ChenghaoMou/text-dedup

Suffix array clean up

KeremTurgutlu opened this issue · 3 comments

I think here instead of removing slices from the string array we should remove from the byte array since suffix array deduplication code returns byte pair pointers. Since a utf-8 character can be represented by 1-4 bytes this can lead to errors with text that have at least 1 character with > 1 bytes.

Maybe something like this

def clean_up(text, remove_pairs):
    """
    Remove duplicate substrings from the text.
    Parameters
    """
    byte_array = np.array(list(text.encode()))
    for start, end in remove_pairs:
        byte_array[start:end] = -1 # byte must be between 0-256
    return bytearray([byte for byte in byte_array if byte != -1]).decode("utf-8", "ignore") 

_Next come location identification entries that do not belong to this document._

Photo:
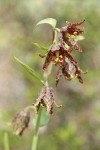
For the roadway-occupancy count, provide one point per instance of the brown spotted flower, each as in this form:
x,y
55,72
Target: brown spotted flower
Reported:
x,y
57,55
46,98
20,122
70,71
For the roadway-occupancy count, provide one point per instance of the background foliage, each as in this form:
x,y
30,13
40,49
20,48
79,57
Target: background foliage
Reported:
x,y
76,126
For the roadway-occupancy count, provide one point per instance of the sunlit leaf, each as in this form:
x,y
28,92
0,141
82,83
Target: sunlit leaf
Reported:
x,y
79,38
28,69
49,21
45,117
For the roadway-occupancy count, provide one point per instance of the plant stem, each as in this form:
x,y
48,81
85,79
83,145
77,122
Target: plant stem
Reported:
x,y
46,74
35,136
6,141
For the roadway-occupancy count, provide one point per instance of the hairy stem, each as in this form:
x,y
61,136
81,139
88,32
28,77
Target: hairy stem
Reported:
x,y
6,141
36,130
46,74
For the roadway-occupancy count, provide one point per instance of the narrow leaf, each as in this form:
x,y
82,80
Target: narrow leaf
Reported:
x,y
79,38
49,21
28,69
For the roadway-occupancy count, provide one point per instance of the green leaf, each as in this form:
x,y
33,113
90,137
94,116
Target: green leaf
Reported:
x,y
45,117
28,69
79,38
40,46
49,21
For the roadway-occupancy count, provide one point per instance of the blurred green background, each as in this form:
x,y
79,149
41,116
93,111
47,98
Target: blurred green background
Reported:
x,y
76,126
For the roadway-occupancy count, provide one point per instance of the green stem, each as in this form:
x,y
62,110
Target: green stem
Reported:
x,y
6,141
35,136
46,74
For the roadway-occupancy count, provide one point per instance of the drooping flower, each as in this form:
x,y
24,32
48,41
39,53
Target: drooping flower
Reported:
x,y
46,98
21,122
57,54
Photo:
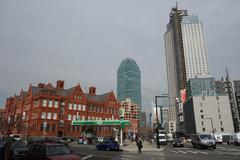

Let me know if I am missing something regarding suffix_array.py code which might already handle this.

Good catch. Thanks for pointing it out, I have fixed it in the latest commit.

No worries, this is the least I can do to contribute back. Also, here is a minor addition if you like:

Motivation is that there might be cases where k length duplicate text starts at one document and finishes in another. In order to avoid that I believe original repo includes a unique separator.

A similar thing can be done in this repo:

with timer("Preprocessing"):
    offsets: List[slice] = []
    start = 0
    with open(Path(args.google_repo_path) / temp_text, "wb") as f:
        for UID, doc in enumerate(ds):
            SEP = b"\xff\xff" + struct.pack("<I", UID)
            doc_bytes = SEP + doc[args.column].encode("utf-8")
            end = start + len(doc_bytes)
            offsets.append(slice(start, end))
            start = end
            f.write(doc_bytes)
def clean_up(text, slices, UID):
    """
    Remove duplicate substrings from the text.
    Parameters
    """
    SEP_LENGTH = len(b"\xff\xff" + struct.pack("<I", UID))
    byte_array = np.array(list(text.encode()))
    for s in slices:
        byte_array[s.start-SEP_LENGTH:s.stop-SEP_LENGTH] = -1 # byte must be between 0-256
    return bytearray([byte for byte in byte_array if byte != -1]).decode("utf-8", "ignore")

If I read this correctly, this is not needed in my implementation, actually. It keeps track of the document byte level boundaries (offsets) in the beginning code, before merging everything into one giant string, and will restore them when generating those slices, so each generated slice respects the document boundary without any special token.